REVISION FOR FIRST QUERY IN SLOW LOG REPORT
In the first query, it appears you are looking for things out of a specific product shop. However, you are starting the query with the product category and left-joining to products, then to product shops. Since these products will ultimately be associated with a specific category via the where, it creates an INNER JOIN anyhow.

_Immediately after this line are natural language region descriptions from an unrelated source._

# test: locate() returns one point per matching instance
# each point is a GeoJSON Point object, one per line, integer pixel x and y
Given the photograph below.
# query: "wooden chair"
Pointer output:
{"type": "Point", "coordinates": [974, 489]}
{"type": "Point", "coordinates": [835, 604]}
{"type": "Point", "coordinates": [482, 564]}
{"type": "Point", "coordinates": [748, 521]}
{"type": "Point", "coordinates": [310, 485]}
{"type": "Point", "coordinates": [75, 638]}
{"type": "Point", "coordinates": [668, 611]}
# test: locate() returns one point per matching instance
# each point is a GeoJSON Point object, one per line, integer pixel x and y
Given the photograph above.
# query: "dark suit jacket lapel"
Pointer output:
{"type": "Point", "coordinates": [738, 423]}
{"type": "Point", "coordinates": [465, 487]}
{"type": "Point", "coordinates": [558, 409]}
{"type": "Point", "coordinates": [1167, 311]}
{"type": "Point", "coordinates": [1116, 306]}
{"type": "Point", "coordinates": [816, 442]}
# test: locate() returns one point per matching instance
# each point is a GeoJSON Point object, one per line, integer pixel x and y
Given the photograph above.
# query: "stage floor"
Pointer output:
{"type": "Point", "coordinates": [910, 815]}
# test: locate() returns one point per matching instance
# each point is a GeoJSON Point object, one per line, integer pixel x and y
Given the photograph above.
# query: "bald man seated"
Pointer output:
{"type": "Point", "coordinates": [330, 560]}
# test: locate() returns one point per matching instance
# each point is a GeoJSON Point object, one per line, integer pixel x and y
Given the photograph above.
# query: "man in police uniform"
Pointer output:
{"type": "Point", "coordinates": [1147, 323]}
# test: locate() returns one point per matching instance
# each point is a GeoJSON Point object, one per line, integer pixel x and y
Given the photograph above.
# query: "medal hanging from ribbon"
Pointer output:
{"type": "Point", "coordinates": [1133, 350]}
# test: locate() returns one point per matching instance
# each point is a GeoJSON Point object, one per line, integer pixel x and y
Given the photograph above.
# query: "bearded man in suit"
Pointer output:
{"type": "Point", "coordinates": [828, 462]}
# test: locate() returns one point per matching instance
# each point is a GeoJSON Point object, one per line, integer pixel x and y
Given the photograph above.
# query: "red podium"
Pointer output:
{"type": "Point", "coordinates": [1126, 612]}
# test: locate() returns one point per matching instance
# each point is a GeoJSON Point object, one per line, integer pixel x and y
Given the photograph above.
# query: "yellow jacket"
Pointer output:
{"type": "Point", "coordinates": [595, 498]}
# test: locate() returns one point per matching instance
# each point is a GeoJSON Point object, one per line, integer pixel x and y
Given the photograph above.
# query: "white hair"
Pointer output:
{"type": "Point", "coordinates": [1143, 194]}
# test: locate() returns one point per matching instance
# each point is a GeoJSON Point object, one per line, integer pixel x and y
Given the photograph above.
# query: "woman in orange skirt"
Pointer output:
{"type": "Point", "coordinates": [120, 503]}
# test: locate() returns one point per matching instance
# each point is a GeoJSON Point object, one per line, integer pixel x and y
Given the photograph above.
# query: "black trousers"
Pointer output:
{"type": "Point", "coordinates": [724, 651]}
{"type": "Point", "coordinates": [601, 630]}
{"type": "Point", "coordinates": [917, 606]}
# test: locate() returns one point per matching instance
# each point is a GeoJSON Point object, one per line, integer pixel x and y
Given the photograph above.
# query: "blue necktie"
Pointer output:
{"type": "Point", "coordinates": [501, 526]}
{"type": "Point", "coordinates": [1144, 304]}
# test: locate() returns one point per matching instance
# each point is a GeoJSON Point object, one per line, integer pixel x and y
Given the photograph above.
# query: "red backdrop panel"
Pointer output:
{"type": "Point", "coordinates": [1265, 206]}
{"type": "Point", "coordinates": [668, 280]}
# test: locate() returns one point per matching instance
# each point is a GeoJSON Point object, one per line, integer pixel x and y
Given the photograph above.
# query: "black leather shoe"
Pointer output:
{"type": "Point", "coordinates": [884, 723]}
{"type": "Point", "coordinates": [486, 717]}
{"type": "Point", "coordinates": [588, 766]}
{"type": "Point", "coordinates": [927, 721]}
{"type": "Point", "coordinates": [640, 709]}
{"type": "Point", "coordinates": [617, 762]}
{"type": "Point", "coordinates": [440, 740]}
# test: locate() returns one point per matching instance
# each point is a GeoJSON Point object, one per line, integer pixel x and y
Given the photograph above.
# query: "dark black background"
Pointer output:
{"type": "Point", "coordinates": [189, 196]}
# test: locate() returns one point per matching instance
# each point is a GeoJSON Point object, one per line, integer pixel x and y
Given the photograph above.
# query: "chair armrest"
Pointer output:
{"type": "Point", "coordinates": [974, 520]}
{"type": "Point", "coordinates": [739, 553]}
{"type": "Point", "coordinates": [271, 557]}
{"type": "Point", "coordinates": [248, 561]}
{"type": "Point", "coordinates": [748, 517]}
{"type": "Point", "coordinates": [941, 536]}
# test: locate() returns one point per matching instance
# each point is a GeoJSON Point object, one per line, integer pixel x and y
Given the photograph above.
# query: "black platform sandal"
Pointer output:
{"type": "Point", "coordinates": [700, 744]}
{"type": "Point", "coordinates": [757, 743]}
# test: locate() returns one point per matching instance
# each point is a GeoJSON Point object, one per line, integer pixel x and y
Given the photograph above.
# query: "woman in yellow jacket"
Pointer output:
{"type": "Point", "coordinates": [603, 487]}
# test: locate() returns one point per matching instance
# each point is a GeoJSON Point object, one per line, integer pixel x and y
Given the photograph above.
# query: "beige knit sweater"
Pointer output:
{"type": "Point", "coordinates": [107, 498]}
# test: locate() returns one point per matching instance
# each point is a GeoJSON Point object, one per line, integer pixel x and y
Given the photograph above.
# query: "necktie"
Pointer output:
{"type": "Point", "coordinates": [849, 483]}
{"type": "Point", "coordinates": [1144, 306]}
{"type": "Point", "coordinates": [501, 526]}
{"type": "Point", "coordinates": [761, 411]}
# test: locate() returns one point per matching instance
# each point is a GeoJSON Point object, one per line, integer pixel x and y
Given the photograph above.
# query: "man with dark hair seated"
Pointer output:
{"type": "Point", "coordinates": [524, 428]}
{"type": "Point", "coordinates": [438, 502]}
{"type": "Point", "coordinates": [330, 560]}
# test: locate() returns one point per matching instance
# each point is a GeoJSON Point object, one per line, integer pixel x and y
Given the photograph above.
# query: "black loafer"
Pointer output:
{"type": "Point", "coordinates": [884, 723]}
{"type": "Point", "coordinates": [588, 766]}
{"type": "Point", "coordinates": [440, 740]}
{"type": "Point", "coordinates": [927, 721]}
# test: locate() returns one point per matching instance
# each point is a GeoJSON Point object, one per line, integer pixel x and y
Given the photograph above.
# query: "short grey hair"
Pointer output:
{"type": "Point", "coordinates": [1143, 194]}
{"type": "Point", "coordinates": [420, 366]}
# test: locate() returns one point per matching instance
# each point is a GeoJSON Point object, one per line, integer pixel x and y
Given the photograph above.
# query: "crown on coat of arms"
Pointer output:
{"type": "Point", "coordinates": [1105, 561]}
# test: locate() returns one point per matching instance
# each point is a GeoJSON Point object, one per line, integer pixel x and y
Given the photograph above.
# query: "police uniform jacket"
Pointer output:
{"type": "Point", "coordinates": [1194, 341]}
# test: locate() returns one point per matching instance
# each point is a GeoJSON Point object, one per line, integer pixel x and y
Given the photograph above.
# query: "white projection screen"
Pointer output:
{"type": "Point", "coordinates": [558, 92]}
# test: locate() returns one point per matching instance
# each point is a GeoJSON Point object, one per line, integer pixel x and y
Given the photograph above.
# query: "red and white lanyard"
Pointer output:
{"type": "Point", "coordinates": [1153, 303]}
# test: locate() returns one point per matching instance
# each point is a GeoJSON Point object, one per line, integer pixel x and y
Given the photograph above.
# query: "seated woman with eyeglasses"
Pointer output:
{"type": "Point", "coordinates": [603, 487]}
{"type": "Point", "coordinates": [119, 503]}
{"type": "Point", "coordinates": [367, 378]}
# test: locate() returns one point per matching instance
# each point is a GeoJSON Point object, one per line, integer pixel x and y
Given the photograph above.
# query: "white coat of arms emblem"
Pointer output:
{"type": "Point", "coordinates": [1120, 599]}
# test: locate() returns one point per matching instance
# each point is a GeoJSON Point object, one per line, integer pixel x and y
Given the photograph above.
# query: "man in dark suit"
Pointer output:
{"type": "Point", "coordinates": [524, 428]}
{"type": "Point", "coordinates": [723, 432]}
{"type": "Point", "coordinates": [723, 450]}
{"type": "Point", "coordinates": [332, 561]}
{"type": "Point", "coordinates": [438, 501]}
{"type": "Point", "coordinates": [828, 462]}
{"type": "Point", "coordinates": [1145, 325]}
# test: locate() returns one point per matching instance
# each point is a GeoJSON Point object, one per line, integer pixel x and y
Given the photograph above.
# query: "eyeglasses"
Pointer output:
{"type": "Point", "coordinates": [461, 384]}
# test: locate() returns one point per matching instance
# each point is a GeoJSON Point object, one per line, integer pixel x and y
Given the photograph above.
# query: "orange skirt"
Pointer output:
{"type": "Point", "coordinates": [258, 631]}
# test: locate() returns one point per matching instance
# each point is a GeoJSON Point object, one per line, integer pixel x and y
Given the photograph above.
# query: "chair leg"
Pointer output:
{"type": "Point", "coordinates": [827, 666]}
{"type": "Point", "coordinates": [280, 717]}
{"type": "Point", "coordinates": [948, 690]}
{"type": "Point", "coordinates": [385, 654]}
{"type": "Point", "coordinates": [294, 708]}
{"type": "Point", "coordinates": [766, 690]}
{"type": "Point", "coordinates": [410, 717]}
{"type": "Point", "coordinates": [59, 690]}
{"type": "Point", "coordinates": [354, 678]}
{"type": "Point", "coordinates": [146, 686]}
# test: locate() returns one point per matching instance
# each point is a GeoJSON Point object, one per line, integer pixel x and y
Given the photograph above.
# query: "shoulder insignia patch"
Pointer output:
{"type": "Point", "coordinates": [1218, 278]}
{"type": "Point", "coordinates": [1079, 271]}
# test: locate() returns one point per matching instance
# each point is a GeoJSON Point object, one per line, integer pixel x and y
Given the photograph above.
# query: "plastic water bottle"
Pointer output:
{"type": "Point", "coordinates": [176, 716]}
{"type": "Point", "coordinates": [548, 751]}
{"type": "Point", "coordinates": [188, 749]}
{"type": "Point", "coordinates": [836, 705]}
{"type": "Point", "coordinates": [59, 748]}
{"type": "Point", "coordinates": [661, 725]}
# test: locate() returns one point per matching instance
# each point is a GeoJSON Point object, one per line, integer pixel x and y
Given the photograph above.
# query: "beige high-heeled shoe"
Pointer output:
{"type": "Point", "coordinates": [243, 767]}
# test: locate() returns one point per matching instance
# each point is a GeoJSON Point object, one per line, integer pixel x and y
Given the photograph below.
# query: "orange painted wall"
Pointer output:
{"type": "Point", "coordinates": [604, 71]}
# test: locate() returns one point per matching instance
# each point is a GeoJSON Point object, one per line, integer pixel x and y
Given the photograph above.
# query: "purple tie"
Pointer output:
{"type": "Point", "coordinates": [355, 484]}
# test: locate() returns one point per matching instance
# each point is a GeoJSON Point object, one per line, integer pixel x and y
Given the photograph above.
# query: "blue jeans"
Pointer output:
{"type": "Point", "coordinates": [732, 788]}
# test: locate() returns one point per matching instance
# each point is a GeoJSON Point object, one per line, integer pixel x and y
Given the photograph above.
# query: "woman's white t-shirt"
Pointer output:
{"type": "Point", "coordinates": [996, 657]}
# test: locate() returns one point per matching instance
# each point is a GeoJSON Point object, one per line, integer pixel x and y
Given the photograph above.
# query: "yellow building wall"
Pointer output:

I would slightly restructure as below
I would have a single index on ps_product_shop ON ( id_shop, active, visibility, id_product, id_category_default )
SELECT
p.*,
ps.*,
stock.out_of_stock,
IFNULL(stock.quantity, 0) as quantity,
MAX(pas.id_product_attribute) id_product_attribute,
pas.minimal_quantity AS product_attribute_minimal_quantity,
pl.description,
pl.description_short,
pl.available_now,
pl.available_later,
pl.link_rewrite,
pl.meta_description,
pl.meta_keywords,
pl.meta_title,
pl.name,
MAX(image_shop.id_image) id_image,
il.legend,
m.name AS manufacturer_name,
cl.name AS category_default,
DATEDIFF(ps.`date_add`, DATE_SUB(NOW(),INTERVAL 20 DAY)) > 0 AS new,
ps.price AS orderprice
FROM
( select @thisLanguage := 1 ) sqlvars,
ps_product_shop ps
INNER JOIN ps_product p
ON ps.id_product = p.id_product
INNER JOIN ps_category_product cp
ON id_product = cp.id_product
AND cp.id_category = 2
LEFT JOIN ps_product_attribute pa
ON p.id_product = pa.id_product
LEFT JOIN ps_product_attribute_shop pas
ON pa.id_product_attribute = pas.id_product_attribute
AND ps.id_shop = pas.id_shop
AND pas.default_on = 1
LEFT JOIN ps_stock_available stock
ON p.id_product = stock.id_product
AND ps.id_shop = stock.id_shop
AND stock.id_shop_group = 0
AND stock.id_product_attribute = IFNULL(pas.id_product_attribute, 0)
LEFT JOIN ps_product_lang pl
ON p.id_product = pl.id_product
AND ps.id_shop = pl.id_shop
AND pl.id_lang = @thisLanguage
LEFT JOIN ps_image i
ON p.id_product = i.id_product
LEFT JOIN ps_image_shop image_shop
ON i.id_image = image_shop.id_image
AND ps.id_shop = image_shop.id_shop
AND image_shop.cover = 1
LEFT JOIN ps_image_lang il
ON image_shop.id_image = il.id_image
AND il.id_lang = @thisLanguage
LEFT JOIN ps_manufacturer m
ON p.id_manufacturer = m.id_manufacturer
LEFT JOIN ps_category_lang cl
ON ps.id_category_default = cl.id_category
AND cl.id_shop = ps.id_shop
AND cl.id_lang = @thisLanguage
WHERE
ps.id_shop = 1
AND ps.active = 1
AND ps.visibility IN ("both", "catalog")
GROUP BY
ps.id_product
ORDER BY
cp.position ASC
LIMIT
0,8;
As for creating the multiple field index as a single index, example:
CREATE INDEX act_id_lang ON ps_category( active, id_category, id_lang, nleft, nright, level_depth );
give a simple index name... on whatever table... with ALL the keys as they will be effective in the query.